Hacker News new | ask | show | jobs
by achenatx 1738 days ago
Ive been trying to get the marketing team to always include a std deviation with averages. Average alone is simply not useful, standard deviation is a simple way to essentially include percentiles.

They regularly compare experiments to the mean but dont use a T test to ensure the results are actually different from the mean.

3 comments

I heavily caution against the feeling that "standard deviation is a simple way to essentially include percentiles." The usefulness of the standard deviation depends on the distributions that you are working with. Heavy tailed distributions appear a fair amount in practice, and the combo of summary statistics mentioned would not do well on those. Also, Madars' comment in this thread is a beautiful example of this: 4 completely different distributions, with identical mean and standard deviation (among other things). Histograms and percentiles, and if necessary their approximations, are more desirable for the above reasons.
I assume most of the distributions a marketing department would be dealing with are generally normal in which case stddev is a great way to analyze the data. This can be easily verified by just plotting said data and making sure the tails don't look weird.
I can't help but idly wonder what humans are doing when they are eyeballing the tails, to see if things look good.

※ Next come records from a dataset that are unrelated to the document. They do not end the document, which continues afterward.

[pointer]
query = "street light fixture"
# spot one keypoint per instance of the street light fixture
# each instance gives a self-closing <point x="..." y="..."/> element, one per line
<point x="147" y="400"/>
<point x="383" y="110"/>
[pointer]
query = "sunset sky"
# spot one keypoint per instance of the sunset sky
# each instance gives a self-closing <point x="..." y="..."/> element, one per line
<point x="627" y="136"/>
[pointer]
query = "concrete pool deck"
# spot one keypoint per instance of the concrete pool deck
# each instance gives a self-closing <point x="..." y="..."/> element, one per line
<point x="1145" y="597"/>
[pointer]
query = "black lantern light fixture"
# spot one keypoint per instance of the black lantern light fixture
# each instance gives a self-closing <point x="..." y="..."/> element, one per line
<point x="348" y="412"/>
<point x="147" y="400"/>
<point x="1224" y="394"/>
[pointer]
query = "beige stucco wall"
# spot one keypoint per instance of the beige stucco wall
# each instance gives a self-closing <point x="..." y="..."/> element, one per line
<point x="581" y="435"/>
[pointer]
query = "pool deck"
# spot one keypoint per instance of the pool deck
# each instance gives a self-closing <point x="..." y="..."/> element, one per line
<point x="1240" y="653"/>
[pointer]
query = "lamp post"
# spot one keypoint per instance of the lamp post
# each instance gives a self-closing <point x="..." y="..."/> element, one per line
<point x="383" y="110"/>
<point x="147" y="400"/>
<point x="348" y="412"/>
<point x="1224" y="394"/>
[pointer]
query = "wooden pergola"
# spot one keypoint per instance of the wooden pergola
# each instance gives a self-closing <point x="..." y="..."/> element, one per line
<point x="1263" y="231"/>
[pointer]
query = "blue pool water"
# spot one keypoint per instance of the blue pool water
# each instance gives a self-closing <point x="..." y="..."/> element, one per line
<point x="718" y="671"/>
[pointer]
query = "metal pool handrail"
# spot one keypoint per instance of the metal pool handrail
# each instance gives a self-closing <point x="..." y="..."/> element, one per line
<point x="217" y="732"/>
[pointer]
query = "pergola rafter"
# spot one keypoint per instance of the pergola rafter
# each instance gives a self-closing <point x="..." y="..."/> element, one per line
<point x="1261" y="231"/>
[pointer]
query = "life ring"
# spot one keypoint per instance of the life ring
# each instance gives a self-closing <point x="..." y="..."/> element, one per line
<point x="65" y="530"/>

Like lets say we wanted to do the eyeball test but automatically. Would the best way be to use an image classifier on the plot? Is there something magic about the plot representation that would make it good even for computers to use?
One thing I like about this post is that it explains things in an accessible way before getting into a deep dive. Might be worth sharing with the marketing team as they'll "get" long tail in the context of web search, so the concept is fairly transferable to stuff that they would know about.
NB: Post author here.

Std deviation definitely helps a lot, still often not as good as percentiles, was actually thinking about adding some of that in the post but it was already getting so long. It's funny how things you think are simple sometimes take the most effort to explain, definitely found that on this one.

Yeah -- std deviation has a similar problem to the mean in that it doesn't give you a full picture unless the distribution is close to normal / gaussian.
Pretty much why summary statistics often give the IQR, which gives some idea to the skew and shape of the distribution as well.

Unfortunately, BD and marketing just want a single number to show that the value is bigger and hate anything more complicated than a barchart.

NB: Post author here.

We've been meaning to add IQR as an accessor function for these, may have to go back and do it...the frequency trails [1] stuff from Brendan Gregg also goes into some of this and it's really cool as a visualization.

[1]: https://www.brendangregg.com/FrequencyTrails/mean.html

Barchart is basically your percentiles (just more of them) so why not show it? Bars and whiskers could be more complicated for them but still the same sort of data
Barcharts across categorical data :P

That is, the first bar is "Our Number" and the second bar is "Competitor's number."

Someone clearly gets it. Variability viz and spread detracts from that clear message.